Anthropology, Department of

 

Document Type

Article

Date of this Version

1985

Comments

Published in MALE-FEMALE DIFFERENCES: A BIO-CULTURAL PERSPECTIVE, Edited by Roberta L. Hall (New York, et al.: Praeger, 1985), pp. 5-25. Copyright (c) 1985 Praeger Publishers.

Abstract

The literature on the socialization of human sex differences is likely to remind many students of the parable about the blind men who were grouped around an elephant, each trying to describe to the others what the elephant was like. Several traditions of research in the social sciences have been involved in the study of why the sexes are different. One that emphasizes deliberate sex role training of children owes most of its insights to learning theory and developmental psychology. It regards sex role socialization as the result of interplay between the environmental experience and the child's active learning and imitation. Researchers see the child as one who learns what is being taught and who forms certain evaluations of what is correct or expedient on the basis of experience (Mussen 1973; Maccoby and Jacklin 1974). Unlike the prepared learning tradition, which will be discussed below, systematic consideration is not given to the possibility that girls and boys, because of biological sex, will respond differently to the tasks of socialization.

The prepared learning tradition takes as a beginning assumption that girls and boys are born with inherent predispositions to behave in distinctive ways. This tradition accepts the role of learning as necessary for development but assumes that with respect to certain classes of stimuli girls and boys will respond differently.
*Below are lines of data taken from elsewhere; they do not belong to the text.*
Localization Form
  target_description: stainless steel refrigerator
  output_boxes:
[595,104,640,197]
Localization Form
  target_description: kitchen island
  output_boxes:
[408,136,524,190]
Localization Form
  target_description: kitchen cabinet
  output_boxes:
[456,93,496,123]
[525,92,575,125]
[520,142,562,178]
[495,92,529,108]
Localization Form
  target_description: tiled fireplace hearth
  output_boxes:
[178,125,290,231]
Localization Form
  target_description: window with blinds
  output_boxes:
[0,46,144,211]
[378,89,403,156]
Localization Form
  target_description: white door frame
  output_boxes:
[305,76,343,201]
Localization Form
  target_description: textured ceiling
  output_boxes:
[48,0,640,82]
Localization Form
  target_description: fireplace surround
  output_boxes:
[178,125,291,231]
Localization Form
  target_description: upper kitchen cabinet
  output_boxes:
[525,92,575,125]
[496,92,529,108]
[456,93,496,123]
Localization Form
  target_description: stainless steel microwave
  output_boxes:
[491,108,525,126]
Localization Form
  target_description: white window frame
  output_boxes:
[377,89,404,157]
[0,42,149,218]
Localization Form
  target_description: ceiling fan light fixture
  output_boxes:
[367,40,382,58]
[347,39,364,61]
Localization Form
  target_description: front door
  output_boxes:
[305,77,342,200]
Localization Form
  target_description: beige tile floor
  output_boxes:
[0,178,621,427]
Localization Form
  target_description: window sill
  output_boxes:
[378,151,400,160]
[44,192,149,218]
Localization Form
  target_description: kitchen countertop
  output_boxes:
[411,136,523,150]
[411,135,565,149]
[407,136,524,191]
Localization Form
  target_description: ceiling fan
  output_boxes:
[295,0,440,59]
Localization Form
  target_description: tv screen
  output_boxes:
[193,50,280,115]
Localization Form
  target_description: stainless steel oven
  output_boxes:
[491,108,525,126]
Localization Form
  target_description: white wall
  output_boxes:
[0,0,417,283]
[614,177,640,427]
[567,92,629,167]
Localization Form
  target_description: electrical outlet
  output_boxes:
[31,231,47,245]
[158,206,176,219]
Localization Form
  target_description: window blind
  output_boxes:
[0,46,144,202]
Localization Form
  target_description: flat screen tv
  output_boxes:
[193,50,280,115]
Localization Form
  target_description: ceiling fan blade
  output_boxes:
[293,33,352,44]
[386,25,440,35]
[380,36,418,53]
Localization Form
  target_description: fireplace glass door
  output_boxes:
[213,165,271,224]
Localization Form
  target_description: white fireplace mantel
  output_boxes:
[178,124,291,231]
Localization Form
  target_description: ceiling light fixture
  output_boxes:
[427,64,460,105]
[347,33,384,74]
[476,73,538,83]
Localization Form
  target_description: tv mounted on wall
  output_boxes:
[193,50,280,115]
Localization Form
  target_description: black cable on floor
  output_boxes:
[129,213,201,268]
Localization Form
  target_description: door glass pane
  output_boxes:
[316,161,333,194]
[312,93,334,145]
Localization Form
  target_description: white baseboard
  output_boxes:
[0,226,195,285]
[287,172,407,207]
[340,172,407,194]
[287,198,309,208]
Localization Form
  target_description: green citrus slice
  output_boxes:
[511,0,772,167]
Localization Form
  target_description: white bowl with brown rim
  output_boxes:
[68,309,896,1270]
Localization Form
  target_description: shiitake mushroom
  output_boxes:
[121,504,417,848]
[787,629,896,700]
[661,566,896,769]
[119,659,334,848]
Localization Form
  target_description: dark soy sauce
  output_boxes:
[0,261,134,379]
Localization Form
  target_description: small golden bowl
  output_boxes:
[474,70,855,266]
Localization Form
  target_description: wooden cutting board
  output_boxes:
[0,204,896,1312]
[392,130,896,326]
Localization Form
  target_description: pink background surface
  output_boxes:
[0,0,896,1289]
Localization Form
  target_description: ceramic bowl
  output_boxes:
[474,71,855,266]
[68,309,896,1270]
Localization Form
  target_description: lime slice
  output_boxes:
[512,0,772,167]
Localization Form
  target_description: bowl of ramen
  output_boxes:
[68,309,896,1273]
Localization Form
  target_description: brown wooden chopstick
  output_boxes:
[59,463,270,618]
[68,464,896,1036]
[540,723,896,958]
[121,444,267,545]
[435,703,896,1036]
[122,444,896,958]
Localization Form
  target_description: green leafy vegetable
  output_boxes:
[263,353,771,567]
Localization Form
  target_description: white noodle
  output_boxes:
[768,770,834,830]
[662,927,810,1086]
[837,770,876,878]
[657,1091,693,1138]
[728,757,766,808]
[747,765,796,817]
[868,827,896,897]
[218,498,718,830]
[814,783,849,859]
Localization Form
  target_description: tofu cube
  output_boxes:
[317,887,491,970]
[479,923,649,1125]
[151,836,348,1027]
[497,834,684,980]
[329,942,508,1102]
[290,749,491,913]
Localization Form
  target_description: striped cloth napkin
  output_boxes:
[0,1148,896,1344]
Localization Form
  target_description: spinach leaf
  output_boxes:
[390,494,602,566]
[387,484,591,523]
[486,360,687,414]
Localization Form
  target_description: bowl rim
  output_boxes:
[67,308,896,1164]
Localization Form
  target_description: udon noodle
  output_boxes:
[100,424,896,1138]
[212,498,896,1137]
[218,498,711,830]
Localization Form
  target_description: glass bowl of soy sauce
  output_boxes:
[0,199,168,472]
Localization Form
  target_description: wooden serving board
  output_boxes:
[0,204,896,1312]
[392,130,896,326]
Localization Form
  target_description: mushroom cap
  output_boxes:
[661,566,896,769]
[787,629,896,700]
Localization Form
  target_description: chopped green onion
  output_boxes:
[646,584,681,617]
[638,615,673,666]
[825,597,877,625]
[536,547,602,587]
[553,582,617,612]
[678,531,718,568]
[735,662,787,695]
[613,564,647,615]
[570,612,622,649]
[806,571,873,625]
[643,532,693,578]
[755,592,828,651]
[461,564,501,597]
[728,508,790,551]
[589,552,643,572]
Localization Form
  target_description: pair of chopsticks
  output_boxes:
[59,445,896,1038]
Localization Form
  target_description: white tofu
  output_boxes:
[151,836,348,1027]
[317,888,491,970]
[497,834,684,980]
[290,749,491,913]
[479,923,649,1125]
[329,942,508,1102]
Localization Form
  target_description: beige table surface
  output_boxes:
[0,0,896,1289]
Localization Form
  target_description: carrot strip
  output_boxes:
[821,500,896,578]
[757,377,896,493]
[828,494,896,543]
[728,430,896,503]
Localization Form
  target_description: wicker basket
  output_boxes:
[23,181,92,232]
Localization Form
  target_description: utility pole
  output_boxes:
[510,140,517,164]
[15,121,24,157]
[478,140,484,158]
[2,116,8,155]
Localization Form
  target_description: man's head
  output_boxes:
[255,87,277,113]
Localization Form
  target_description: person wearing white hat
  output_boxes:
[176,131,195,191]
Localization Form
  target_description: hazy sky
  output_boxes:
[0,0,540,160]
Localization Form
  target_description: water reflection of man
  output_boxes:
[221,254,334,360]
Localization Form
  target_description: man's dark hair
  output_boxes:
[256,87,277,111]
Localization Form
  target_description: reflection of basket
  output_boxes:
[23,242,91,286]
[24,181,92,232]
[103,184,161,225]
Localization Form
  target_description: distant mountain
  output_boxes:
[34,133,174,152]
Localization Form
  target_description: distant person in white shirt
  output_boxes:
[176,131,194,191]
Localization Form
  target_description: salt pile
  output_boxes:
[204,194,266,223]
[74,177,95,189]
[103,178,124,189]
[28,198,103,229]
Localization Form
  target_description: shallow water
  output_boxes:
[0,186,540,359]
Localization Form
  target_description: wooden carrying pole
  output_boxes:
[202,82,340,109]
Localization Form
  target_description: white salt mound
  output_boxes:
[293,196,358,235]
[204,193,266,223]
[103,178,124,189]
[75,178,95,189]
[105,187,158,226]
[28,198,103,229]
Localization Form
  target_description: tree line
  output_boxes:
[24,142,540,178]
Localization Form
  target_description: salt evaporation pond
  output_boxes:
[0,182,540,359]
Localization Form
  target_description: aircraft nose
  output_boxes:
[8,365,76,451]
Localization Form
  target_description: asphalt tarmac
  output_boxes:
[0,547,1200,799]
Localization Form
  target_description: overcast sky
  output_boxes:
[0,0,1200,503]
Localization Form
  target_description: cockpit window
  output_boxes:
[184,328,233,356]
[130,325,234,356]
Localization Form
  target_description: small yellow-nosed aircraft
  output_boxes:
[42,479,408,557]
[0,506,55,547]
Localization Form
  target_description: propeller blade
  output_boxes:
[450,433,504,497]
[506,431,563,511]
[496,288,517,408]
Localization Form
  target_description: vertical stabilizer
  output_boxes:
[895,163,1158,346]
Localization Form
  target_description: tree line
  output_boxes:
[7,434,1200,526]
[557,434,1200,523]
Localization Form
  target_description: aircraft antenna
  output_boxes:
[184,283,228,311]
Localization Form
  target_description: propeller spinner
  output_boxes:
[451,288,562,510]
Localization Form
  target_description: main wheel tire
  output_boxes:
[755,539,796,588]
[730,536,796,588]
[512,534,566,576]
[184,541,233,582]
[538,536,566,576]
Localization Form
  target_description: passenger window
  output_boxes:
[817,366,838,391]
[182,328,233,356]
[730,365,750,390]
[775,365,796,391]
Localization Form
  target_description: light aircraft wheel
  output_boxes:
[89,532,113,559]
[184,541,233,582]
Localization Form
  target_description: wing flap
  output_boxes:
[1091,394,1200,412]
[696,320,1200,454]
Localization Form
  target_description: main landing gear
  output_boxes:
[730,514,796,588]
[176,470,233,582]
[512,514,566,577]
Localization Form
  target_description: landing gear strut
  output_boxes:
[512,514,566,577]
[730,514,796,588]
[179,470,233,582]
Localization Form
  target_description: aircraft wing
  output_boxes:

A person who takes this view of sex role socialization will be equally interested in "what children are taught" and "what children choose to learn."

This chapter introduces the reader to findings from these two contrasting approaches and considers the value as well as the limits of each. The discussion will take up a few studies that are good examples of each tradition, but will not attempt a comprehensive review. General features will be presented along with an examination of the differing insights that come from the two approaches. Finally, necessary further information and research will be discussed.